Many of the same practices that were impacted by the first wave of outages are reporting them again. One New England-based provider who had spoken to Healthcare Analytics News™ at the time of the ransomware incident confirmed that his practice is again locked out of its EHR system.
He said he had spoken to colleagues in Kentucky, Texas, and Connecticut who were suffering similar problems. He added that a backup system failure has locked up his practice.
The January incident resulted from a SamSam ransomware attack that hit 2 of its datacenters. The company said “roughly 1,500” clients were impacted, with some practices incapable of accessing important workflow technology—including their EHR systems—for up to 7 days.
Allscripts is currently enjoying widespread coverage for their Lyft partnership on Twitter, which was announced today in conjunction with the annual health IT megaconference hosted by HIMSS in Las Vegas, Nevada. Allscripts will integrate Lyft into its EHR systems, potentially making it easier for its 7 million covered patients to get rides to medical appointments. The announcement echoes a similar plan unveiled by Lyft’s rival, Uber, last week.
While the Lyft partnership is drawing praise for Allscripts on Twitter, some users in practices impacted by the most recent wave of service outages are again Tweeting their frustration.

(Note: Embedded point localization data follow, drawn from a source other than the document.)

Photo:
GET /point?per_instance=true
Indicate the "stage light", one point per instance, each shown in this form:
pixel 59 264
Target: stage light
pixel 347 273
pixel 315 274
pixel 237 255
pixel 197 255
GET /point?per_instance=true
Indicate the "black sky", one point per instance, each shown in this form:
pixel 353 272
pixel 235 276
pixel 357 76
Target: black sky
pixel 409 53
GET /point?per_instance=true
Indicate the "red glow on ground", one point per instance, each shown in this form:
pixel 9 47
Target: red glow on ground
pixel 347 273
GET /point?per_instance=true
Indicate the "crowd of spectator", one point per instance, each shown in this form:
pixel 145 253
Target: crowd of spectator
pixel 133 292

“Yet another cloud outrage (sic). No EHR. Seriously. #Allscripts,” one user who also experienced the January outage wrote. “Outage...outrage same thing in relation to Allscripts!” another immediately replied.
The first outage drew a class-action lawsuit, filed on behalf of a Florida-based orthopedic group on January 25th in United States District Court for the Northern District of Illinois.

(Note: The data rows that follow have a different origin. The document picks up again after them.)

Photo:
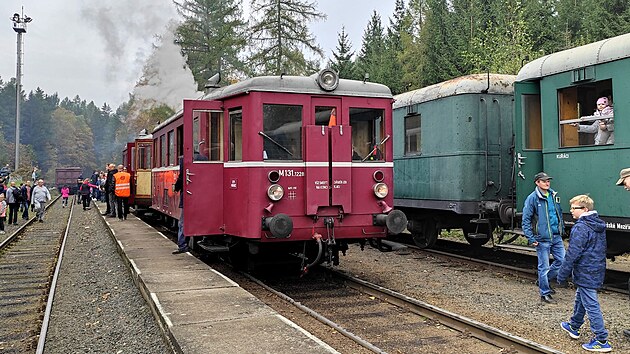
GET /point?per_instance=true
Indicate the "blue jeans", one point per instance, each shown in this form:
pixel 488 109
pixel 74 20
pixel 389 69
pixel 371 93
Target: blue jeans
pixel 546 272
pixel 181 240
pixel 586 303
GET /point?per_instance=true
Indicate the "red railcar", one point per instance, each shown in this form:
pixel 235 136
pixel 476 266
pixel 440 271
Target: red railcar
pixel 284 162
pixel 137 159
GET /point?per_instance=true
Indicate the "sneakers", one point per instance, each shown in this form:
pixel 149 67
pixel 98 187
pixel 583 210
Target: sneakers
pixel 597 346
pixel 574 333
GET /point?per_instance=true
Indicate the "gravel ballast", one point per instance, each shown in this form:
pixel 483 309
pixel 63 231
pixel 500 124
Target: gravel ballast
pixel 97 307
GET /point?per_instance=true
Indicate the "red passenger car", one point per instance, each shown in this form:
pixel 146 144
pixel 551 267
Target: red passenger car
pixel 137 160
pixel 301 164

“Practices were shut down, many of them for as many as 8 days,” John Yanchunis, the attorney who filed the suit, told Healthcare Analytics News™. “This was a major disruption for physicians.”
When SamSam hit, the company issued a statement saying that none of the impacted practices “were hospitals or large independent physician practices.” Many of the practices impacted expressed concern that that language was meant to downplay the problems they were facing.
“Their lack of proper communication and updates to their clients (as well as their servers obviously) has cost us a fortune,” Dawn Ingram, office manager of Starkville Urology in Starkville, MS, told HCA News in January.
Allscripts did not immediately respond to comment for this story. It is unclear if the current issue is related to the one that occurred roughly 6 weeks ago, or if it is again related to ransomware.